Software services
Beware the Cut ‘n’ Paste Persona
This Person Does Not Exist is a website that generates human faces with a machine learning algorithm. It takes real portraits and recombines them into fake human faces. We recently scrolled past a LinkedIn post stating that this website could be useful “if you are developing a persona and looking for a photo.”
We agree: the computer-generated faces could be a great match for personas—but not for the reason you might think. Ironically, the website highlights the core issue of this very common design method: the person(a) does not exist. Like the pictures, personas are artificially made. Information is taken out of natural context and recombined into an isolated snapshot that’s detached from reality.
But strangely enough, designers use personas to inspire their design for the real world.
Personas: A step back
Most designers have created, used, or come across personas at least once in their career. In their article “Personas – A Simple Introduction,” the Interaction Design Foundation defines personas as “fictional characters, which you create based upon your research in order to represent the different user types that might use your service, product, site, or brand.” In their most complete expression, personas typically consist of a name, profile picture, quotes, demographics, goals, needs, behavior in relation to a certain service/product, emotions, and motivations (for example, see Creative Companion’s Persona Core Poster). The purpose of personas, as stated by design agency Designit, is “to make the research relatable, [and] easy to communicate, digest, reference, and apply to product and service development.”

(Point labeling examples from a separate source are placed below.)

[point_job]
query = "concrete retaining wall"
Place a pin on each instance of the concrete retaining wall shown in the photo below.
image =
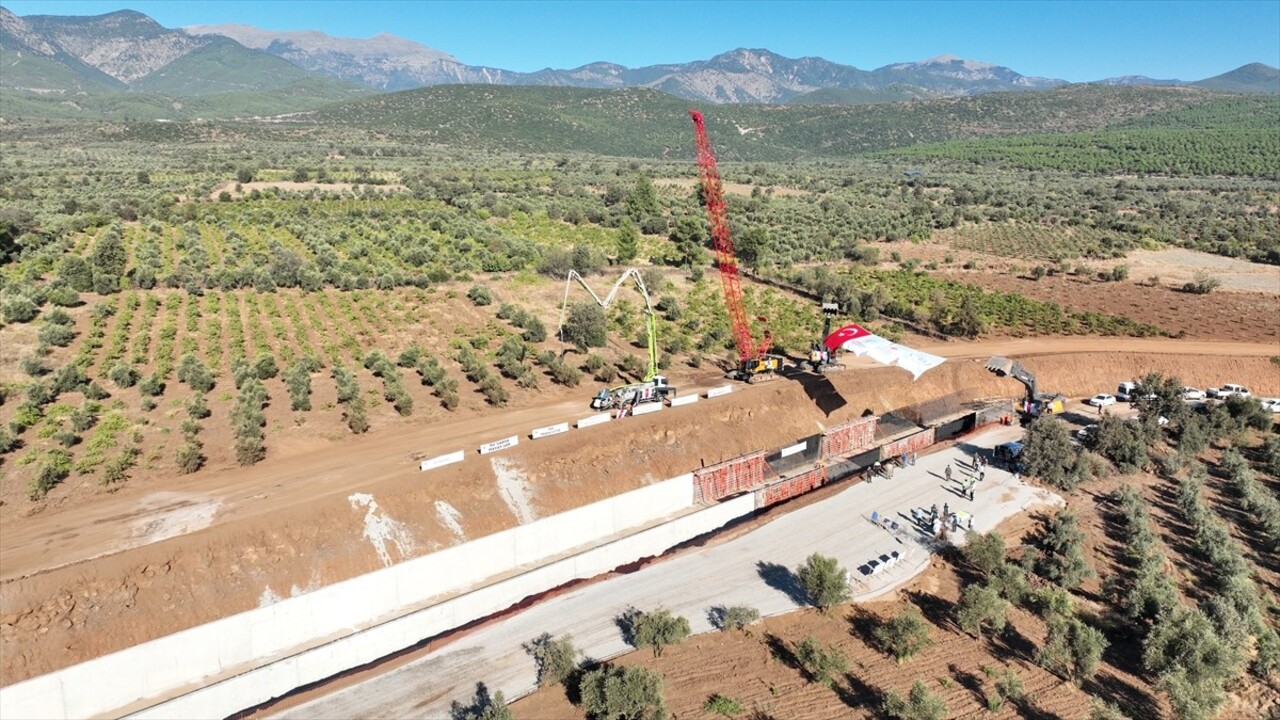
(264, 683)
(238, 643)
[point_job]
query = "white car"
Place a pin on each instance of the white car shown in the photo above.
(1228, 391)
(1101, 400)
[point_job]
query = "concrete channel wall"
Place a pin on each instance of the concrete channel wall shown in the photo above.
(261, 684)
(256, 641)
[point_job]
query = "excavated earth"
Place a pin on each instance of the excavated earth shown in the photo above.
(154, 563)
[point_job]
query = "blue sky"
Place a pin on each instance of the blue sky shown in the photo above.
(1069, 40)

The decontextualization of personas
Personas are popular because they make “dry” research data more relatable, more human. However, this method constrains the researcher’s data analysis in such a way that the investigated users are removed from their unique contexts. As a result, personas don’t portray key factors that make you understand their decision-making process or allow you to relate to users’ thoughts and behavior; they lack stories. You understand what the persona did, but you don’t have the background to understand why. You end up with representations of users that are actually less human.
This “decontextualization” we see in personas happens in four ways, which we’ll explain below.

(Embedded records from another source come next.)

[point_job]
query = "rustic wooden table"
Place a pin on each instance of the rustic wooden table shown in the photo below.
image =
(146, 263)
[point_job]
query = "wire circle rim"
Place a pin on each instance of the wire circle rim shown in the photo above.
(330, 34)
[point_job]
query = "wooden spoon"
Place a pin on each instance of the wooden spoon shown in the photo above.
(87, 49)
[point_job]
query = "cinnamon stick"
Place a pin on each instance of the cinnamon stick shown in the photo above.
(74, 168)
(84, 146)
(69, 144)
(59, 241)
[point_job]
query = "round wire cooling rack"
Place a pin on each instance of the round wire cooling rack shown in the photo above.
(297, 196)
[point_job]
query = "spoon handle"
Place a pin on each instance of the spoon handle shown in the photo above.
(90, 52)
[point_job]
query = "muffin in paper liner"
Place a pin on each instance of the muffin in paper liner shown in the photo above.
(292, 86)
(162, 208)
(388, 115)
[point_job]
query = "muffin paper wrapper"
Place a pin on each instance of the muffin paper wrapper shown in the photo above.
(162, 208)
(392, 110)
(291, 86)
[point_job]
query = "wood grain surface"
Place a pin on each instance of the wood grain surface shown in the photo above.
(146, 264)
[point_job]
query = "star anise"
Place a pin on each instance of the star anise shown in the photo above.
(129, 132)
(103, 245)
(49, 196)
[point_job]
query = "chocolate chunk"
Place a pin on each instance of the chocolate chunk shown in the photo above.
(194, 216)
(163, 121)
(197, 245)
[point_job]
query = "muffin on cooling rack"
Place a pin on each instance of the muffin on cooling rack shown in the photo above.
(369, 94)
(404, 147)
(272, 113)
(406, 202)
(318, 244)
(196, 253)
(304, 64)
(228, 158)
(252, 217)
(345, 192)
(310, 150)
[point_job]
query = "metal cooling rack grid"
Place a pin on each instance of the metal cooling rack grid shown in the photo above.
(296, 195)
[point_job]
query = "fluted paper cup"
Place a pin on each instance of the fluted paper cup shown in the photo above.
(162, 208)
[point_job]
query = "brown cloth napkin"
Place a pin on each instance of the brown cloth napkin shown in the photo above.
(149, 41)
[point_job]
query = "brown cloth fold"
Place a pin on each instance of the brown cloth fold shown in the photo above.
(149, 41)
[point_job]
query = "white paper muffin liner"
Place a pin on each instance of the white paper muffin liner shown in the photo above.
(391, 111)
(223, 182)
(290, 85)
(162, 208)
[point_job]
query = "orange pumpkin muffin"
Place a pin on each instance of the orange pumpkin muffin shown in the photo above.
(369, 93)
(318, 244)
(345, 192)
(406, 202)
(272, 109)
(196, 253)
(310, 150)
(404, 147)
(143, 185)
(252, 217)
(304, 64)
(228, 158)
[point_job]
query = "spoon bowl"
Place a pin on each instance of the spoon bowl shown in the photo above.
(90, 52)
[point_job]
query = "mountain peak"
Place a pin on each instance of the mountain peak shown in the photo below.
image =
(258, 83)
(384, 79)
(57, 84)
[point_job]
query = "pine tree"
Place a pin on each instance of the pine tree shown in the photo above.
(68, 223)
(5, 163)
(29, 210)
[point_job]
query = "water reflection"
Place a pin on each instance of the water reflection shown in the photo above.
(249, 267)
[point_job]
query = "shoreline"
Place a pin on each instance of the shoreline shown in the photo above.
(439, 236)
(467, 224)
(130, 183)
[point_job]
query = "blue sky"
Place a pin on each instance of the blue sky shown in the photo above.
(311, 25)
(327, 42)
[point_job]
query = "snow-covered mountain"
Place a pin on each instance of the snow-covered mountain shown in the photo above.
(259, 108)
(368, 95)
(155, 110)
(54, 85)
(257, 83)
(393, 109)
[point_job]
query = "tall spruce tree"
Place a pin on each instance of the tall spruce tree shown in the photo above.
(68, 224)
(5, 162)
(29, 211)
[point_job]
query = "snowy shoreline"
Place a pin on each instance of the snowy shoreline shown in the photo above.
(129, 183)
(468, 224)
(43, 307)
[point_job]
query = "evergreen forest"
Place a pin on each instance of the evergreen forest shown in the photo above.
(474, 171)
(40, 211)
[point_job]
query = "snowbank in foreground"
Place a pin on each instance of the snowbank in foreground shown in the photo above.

Personas assume people are static
Although many companies still try to box in their employees and customers with outdated personality tests (referring to you, Myers-Briggs), here’s a painfully obvious truth: people are not a fixed set of features. You act, think, and feel differently according to the situations you experience. You appear different to different people; you might act friendly to some, rough to others. And you change your mind all the time about decisions you’ve taken.
Modern psychologists agree that while people generally behave according to certain patterns, it’s actually a combination of background and environment that determines how people act and take decisions. The context—the environment, the influence of other people, your mood, the entire history that led up to a situation—determines the kind of person you are in each specific moment.
In their attempt to simplify reality, personas do not take this variability into account; they present a user as a fixed set of features. Like personality tests, personas snatch people away from real life. Even worse, people are reduced to a label and categorized as “that kind of person” with no means to exercise their innate flexibility. This practice reinforces stereotypes, lowers diversity, and doesn’t reflect reality.
Personas focus on individuals, not the environment
In the real world, you’re designing for a context, not for an individual. Each person lives in a family, a community, an ecosystem, where there are environmental, political, and social factors you need to consider. A design is never meant for a single user. Rather, you design for one or more particular contexts in which many people might use that product. Personas, however, show the user alone rather than describe how the user relates to the environment.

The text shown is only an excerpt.